What are the Costs of Buy-and-Hold?
Active investing incurs less of an opportunity cost than its buy-and-hold counterpart. While “don’t buy a stock you wouldn’t own for ten years” works for someone with the liquid wealth of Warren Buffett who gave that advice, most retail investors aren’t prepared to tie up capital for years in the hopes of an eventual return.
Additionally, buy-and-hold can require a large investment. Practicing a buy-and-hold strategy requires hours of detailed research into specific companies, looking at factors such as balance sheets, analysts’ forecasts, SEC filings, and other data. This is because buy-and-hold investors are tied to their companies for a long time horizon, whereas active traders can cut underperforming stocks loose.
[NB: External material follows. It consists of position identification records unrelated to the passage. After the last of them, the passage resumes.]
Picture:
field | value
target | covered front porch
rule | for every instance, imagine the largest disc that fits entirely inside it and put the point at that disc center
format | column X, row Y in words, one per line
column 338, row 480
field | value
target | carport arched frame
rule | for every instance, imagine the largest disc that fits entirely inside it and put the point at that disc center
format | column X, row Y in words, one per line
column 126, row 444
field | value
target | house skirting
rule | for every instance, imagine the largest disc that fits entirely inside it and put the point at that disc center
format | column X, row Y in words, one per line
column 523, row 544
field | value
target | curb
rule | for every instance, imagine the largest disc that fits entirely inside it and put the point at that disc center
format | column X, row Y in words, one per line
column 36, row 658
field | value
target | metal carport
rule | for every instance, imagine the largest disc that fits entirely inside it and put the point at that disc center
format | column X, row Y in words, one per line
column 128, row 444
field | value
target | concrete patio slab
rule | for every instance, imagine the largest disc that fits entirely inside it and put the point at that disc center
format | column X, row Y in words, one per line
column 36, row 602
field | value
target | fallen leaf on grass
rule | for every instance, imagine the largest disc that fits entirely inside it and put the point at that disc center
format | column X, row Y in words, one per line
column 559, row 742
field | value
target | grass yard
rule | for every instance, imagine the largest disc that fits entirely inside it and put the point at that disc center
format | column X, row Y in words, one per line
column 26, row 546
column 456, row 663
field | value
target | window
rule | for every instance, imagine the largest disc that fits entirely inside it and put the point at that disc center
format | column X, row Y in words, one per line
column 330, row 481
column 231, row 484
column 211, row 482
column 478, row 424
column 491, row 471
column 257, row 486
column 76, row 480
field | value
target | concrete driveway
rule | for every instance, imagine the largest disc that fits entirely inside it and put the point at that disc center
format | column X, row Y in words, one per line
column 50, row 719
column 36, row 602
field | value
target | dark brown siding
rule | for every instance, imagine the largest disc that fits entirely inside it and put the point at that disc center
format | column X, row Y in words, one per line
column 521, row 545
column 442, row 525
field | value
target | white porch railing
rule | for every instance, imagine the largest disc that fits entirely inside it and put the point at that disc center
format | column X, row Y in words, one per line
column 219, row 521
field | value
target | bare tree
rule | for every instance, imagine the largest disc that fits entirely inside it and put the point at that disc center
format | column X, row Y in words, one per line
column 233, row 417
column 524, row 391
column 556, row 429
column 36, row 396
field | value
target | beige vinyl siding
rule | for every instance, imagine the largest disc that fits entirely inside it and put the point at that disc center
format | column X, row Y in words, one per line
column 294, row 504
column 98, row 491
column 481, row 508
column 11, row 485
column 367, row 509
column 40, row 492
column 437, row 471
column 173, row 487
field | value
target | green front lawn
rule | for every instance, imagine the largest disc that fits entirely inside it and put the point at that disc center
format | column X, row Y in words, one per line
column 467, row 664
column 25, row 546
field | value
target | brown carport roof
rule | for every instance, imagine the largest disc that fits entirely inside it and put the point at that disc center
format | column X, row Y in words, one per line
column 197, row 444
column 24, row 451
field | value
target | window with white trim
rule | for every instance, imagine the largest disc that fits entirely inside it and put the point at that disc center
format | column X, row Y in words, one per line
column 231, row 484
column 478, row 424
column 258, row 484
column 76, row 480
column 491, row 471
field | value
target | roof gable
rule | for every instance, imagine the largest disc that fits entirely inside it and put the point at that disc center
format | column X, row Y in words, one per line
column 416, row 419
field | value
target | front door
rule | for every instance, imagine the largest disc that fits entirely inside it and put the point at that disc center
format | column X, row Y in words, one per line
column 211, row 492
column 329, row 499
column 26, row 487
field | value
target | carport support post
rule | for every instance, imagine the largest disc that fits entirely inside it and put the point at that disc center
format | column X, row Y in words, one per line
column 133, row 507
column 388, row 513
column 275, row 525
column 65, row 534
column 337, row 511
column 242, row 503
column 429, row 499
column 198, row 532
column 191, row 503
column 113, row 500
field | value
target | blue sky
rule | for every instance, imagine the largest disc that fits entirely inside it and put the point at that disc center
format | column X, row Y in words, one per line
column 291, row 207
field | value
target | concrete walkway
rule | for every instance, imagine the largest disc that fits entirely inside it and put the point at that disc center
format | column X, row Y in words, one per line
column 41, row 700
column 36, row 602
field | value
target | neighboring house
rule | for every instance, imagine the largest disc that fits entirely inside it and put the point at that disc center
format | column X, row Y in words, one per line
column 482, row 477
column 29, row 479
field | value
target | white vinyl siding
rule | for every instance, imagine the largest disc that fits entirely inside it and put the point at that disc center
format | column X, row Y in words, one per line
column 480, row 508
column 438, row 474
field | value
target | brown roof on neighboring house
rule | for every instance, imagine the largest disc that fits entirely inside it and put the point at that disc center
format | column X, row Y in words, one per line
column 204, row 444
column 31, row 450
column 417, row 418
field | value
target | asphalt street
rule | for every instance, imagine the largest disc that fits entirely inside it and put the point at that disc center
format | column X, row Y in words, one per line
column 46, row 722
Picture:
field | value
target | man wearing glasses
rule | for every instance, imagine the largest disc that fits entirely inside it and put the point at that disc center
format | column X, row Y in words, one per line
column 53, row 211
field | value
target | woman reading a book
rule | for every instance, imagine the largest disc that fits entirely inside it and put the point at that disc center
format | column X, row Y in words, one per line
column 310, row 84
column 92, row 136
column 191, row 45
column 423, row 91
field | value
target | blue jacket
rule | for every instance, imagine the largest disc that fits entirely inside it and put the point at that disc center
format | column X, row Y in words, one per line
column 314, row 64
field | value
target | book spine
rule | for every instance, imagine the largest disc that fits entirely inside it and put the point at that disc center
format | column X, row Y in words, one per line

While it’s true that passive investing is an easy way to exploit a strong market (i.e., “a rising tide lifts all boats,”) the active strategies of the best investment club networks, hedge fund of funds, and family office wealth management excel at periods of uncertainty. These are times when established wisdom breaks down, and active trading can quickly and accurately exploit frothy market signals. Active traders enjoy a wider menu of assets and alternative investments and have access to more sophisticated data and analysis. They iterate more quickly and react to market sentiment in real time. Which is why active trading can outshine buy and hold during pronounced market volatility.